Yo tiraba los siguientes argumentos: una vez que uno cruza un nivel de confianza, no tendría por qué haber problema en abrir la heladera. Ese era mi argumento principal, el de la confianza. Si alguien en mi casa quiere algo para tomar o para comer, no tiene que pedirme permiso para abrir la heladera. Ahora bien, uno sabe muy bien cuándo se puede comer algo y cuando no. Muchas veces esos códigos se van al carajo cuando pinta la gula. Ahí también interviene la confianza para mandar a la puta que lo parió al que se comió el almuerzo de mañana, la torta de cumpleaños, o las empanadas que me regaló mi vieja. Un buen golpe también sirve a los efectos de dejar bien en claro las conductas intolerables.

Lo que pasó con la discusión esa noche fue que yo quería plantear cómo es a veces esta cultura. No sólo con la cuestión de abrir ese mastodonte blanco, sino con otras cosas como usar el teléfono, prender la tele, poner música, tomar del mismo vaso, o picar algo del plato ajeno. Mi compañero Juan Cruz estuvo muy preciso al indicar: “si vos prendés la tele, o ponés música estás cambiando el ambiente del lugar. Le das otra forma al momento y al espacio. Es distinto a abrir la heladera. Tenés que pedir permiso sí o sí.” Tiene razón, parcialmente, obvio. Las variables casa de familia y casa de amigos (o casa de iguales entre sí) son de importancia fundamental para el análisis.
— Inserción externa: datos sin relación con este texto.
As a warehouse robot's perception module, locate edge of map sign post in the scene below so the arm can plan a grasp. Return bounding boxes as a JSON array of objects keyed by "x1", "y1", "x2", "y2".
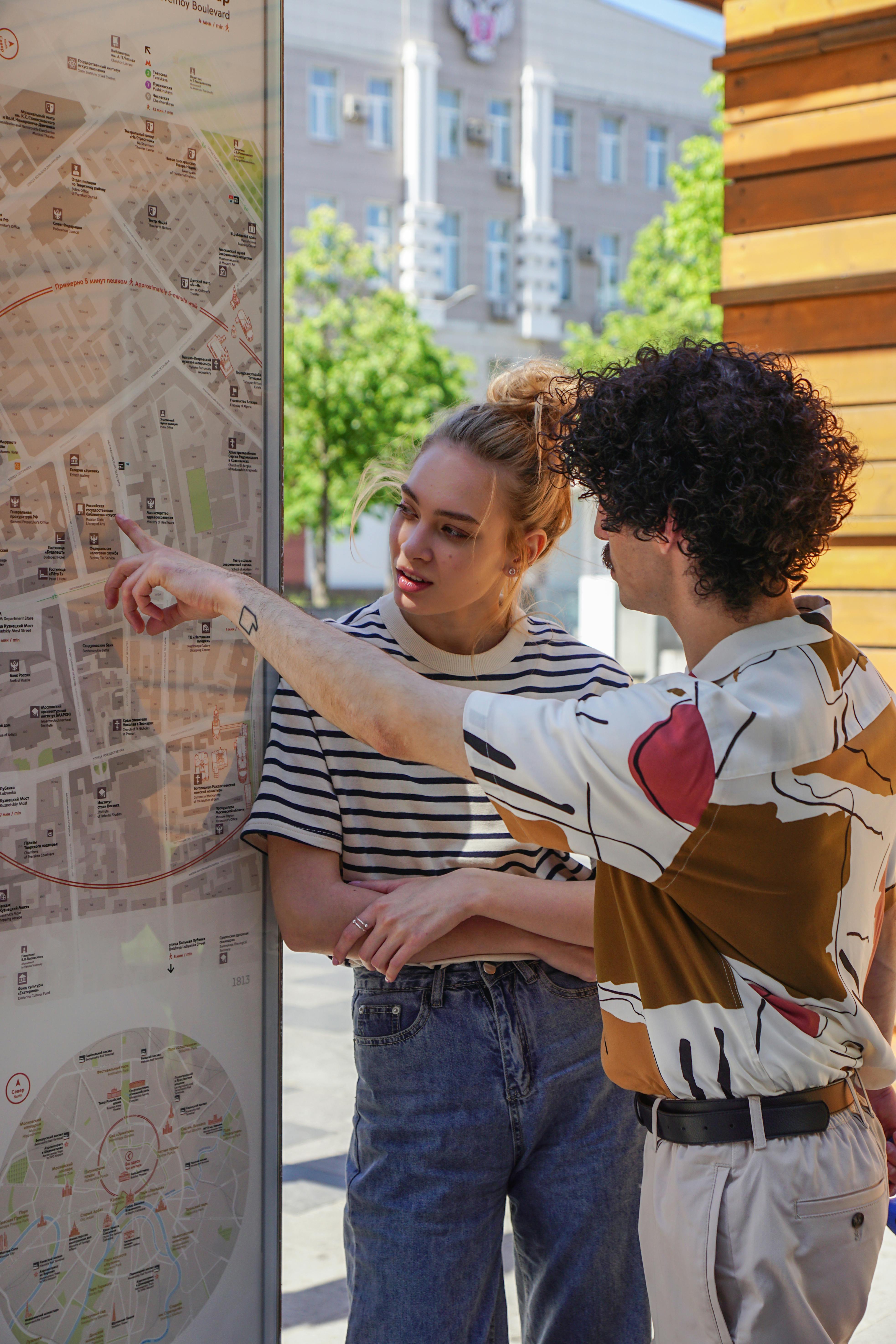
[{"x1": 262, "y1": 0, "x2": 284, "y2": 1344}]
El tema nunca pudo ser cerrado. Juan Cruz llevó la discusión al plano personal al acusarme de voraz, desubicado, y de “a vos cuando te pega el bajón sos un culiado que abre la heladera para ver qué se puede comer.” Terrible error el de mi compañero al plantear la discusión en términos particulares, ya que yo quería llevar el tema al plano general, al del análisis un tanto más abarcativo. Nico Levy también me apoyó en la cuestión del “umbral de confianza” (y también se hizo cargo de las acusaciones de Juan Cruz vertidas hacia mi persona) Paco aclaró que en su casa hay que pedir permiso para abrir la heladera, pero que a él no le importa una mierda si alguien lo hace, ya que esas son “boludeces de mis hermanos.” No recuerdo las palabras de Maxi. Y creo que Rocío apoyaba mis sentencias pero conciliaba con Juan Cruz en otras cosas (qué raro…)
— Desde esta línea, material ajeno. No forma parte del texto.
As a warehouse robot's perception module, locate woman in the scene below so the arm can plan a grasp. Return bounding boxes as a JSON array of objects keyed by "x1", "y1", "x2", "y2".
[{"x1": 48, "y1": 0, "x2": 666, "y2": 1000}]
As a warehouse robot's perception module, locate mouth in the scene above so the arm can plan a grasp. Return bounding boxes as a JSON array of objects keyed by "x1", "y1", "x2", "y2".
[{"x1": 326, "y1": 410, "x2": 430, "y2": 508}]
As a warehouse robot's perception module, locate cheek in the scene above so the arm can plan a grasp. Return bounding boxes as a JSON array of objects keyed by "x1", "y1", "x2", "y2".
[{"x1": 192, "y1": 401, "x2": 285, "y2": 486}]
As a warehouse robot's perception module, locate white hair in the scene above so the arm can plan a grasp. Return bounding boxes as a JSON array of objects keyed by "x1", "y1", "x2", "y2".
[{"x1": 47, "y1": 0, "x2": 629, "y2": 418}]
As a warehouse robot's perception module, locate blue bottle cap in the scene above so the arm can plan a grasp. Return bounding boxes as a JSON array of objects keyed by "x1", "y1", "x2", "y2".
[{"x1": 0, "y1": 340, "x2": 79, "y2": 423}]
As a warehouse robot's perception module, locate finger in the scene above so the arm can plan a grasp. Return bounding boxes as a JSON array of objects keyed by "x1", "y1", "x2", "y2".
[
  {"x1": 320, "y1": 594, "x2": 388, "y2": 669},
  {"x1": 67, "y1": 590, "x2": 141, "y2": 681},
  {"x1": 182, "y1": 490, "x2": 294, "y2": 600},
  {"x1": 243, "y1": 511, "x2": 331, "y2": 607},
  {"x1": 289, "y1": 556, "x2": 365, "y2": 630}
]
En fin, un tema que merece ser tratado con toda la seriedad del caso. Me pregunto qué opinará la comunidad blogera (aunque el Word no me acepte el término) (Ey, Word: ¡no me importa el subrayado rojo!)

Un abrazo a todos los perdedores de tiempo.

Palabras claves: Heladera - Umbral de confianza - Cultura - Cristina Fernández - Gula - Tabú. Y otras tantas más...

* Reconozco que mi reconstrucción de aquel momento es muy subjetiva, caprichosa, y recortada.